On sait que la soldatesque soviétique, dans les 6 premiers mois de 1945, alors qu'elle avance en Allemagne, puis la "libère", aura violé près de 2 millions d'Allemandes. On sait moins que des horreurs comparables ont eu lieu un peu partout, lors de cette "libération" de l'occupation nazie par les Rouges, notamment en Pologne. S'inspirant du journal d'une Française, médecin de la Croix-Rouge, la franco-luxembourgeoise Anne Fontaine (avec une petite équipe de co-scénaristes, adaptateurs et dialoguistes) livre un film remarquable (sa 14ième réalisation pour le cinéma) sur cette ignominie, "Les Innocentes". La scène est à la campagne, près d'une grande ville - Varsovie probablement (où la Croix-Rouge française a ses quartiers - dans le cadre du rapatriement de centaines de milliers de prisonniers de guerre hexagonaux, souvent blessés - parmi lesquels de très nombreux Alsaciens et Mosellans, des "Malgré-nous"). En hiver. Dans ce désert blanc de champs et de bois, des bâtiments conventuels (ceux d'une communauté d'une trentaine de moniales bénédictines, novices et professes).
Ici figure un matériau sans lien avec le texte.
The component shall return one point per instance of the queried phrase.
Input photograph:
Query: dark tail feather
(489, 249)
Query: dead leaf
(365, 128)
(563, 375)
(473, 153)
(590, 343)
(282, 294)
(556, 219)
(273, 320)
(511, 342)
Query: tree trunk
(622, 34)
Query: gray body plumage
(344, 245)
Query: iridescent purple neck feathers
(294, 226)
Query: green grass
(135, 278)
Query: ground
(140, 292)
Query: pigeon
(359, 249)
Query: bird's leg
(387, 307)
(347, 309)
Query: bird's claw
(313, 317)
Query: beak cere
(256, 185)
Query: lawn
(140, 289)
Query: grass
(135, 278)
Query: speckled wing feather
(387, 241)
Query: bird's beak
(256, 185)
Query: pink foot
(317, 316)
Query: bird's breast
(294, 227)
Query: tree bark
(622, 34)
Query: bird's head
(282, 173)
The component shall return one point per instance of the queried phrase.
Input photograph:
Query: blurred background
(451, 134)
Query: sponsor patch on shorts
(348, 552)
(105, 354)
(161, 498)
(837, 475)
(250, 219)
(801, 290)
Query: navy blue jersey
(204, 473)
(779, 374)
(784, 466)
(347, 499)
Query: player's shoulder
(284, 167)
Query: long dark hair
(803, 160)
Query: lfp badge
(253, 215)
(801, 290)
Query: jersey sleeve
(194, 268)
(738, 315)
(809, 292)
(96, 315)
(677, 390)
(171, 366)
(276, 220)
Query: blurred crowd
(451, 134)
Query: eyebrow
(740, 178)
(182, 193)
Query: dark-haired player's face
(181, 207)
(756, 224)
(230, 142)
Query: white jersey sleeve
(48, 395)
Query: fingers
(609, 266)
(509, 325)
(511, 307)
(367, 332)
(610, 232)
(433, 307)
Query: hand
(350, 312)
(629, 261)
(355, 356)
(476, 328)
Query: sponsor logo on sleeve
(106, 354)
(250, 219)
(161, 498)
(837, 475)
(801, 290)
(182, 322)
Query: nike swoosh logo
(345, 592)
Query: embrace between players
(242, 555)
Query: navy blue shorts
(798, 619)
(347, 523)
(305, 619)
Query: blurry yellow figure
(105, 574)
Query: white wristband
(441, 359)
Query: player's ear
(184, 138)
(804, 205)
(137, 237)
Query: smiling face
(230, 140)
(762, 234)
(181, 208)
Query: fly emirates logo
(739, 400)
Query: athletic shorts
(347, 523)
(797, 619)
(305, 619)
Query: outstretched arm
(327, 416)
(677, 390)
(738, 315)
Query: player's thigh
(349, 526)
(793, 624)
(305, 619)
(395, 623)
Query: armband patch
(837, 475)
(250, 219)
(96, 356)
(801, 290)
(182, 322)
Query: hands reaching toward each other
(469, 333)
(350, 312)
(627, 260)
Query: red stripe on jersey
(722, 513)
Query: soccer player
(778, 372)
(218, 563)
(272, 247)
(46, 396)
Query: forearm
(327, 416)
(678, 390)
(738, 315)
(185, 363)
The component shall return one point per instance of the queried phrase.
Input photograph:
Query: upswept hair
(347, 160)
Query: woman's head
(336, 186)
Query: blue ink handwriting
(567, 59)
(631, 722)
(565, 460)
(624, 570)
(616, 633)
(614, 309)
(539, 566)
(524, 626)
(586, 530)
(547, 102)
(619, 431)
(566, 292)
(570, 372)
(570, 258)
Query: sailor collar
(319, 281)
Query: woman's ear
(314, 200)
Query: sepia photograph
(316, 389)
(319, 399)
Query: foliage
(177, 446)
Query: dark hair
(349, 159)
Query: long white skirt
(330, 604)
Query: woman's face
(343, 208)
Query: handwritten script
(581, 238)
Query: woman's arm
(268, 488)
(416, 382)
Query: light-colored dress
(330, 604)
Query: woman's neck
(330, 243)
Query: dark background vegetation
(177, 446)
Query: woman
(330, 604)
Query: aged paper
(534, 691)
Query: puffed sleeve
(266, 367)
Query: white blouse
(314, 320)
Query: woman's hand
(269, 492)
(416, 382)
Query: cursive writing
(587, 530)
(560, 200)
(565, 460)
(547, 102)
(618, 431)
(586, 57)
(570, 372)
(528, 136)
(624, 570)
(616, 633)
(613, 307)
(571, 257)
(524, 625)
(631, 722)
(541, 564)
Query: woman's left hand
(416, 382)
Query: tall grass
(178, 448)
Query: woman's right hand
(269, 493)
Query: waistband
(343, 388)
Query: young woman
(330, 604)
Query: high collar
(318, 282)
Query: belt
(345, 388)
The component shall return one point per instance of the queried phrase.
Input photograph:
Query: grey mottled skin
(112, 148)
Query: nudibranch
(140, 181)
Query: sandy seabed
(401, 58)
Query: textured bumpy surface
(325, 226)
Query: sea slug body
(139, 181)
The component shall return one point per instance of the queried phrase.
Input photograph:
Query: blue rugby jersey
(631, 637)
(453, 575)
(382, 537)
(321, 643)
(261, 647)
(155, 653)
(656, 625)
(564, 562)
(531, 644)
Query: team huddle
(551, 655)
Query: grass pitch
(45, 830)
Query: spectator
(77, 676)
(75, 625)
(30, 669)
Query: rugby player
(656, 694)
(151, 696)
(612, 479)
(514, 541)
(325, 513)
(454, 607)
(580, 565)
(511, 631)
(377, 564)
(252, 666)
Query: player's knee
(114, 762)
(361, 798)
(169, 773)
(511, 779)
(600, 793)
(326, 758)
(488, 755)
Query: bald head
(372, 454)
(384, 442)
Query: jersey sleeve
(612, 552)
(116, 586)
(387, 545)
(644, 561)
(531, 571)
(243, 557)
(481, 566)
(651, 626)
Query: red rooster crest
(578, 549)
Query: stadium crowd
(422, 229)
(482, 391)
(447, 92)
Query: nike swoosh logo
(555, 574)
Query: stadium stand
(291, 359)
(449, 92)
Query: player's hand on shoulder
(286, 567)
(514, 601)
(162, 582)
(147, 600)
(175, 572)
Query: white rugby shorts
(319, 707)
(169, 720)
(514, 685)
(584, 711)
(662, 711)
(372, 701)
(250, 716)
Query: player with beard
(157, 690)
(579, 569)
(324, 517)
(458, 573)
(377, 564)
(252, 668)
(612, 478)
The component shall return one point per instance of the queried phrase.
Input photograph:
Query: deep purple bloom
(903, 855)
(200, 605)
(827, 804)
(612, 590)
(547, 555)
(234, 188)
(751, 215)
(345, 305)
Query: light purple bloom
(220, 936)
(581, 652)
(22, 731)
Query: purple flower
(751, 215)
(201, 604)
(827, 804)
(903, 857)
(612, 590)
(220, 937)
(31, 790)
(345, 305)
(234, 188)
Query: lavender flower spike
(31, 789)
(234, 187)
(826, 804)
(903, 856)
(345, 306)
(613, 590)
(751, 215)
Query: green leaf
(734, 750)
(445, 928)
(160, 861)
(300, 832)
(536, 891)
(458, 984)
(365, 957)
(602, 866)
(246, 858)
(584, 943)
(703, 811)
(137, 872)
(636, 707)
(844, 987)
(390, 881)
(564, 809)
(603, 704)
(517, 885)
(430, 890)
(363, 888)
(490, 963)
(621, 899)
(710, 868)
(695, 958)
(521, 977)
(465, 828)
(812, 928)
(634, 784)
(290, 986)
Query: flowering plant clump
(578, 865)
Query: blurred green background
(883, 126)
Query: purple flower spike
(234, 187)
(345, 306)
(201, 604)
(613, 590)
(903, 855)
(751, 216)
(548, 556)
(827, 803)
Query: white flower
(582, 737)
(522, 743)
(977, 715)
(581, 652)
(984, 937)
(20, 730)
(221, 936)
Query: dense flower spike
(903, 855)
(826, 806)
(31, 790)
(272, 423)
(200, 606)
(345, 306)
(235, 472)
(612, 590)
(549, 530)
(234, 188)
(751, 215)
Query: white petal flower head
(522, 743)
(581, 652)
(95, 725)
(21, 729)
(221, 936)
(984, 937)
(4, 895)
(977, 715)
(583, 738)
Les Barbares les ont "visitées" à plusieurs reprises. Violées en réunion - elles ont donc eu la "chance" de ne pas avoir été massacrées. Le récit débute par l'accouchement délicat d'une des religieuses souillées (un "siège"), et l'arrivée providentielle de Mathilde Beaulieu (Lou de Laâge), une interne travaillant pour la Croix-Rouge depuis la Libération de Paris, et depuis quelques mois en Pologne. La jeune femme délivre la parturiente grâce à une césarienne, et exige de revenir pour des soins post-opératoires. Ce faisant, elle se heurte à l'hostilité de la mère supérieure (Agata Kulesza), mais pourra compter très vite sur l'appui de soeur Maria (Agata Buzek). "Les Innocentes", ce sont ces créatures inoffensives, les victimes (dont une importante proportion de gestantes) et leur progéniture, née ou à naître bientôt - mais aussi ces gamins, orphelins de guerre, que Mathilde croise tous les jours, survivant comme ils peuvent
(et pour lesquels elle trouve, in extremis, une solution bénéfique pour tous).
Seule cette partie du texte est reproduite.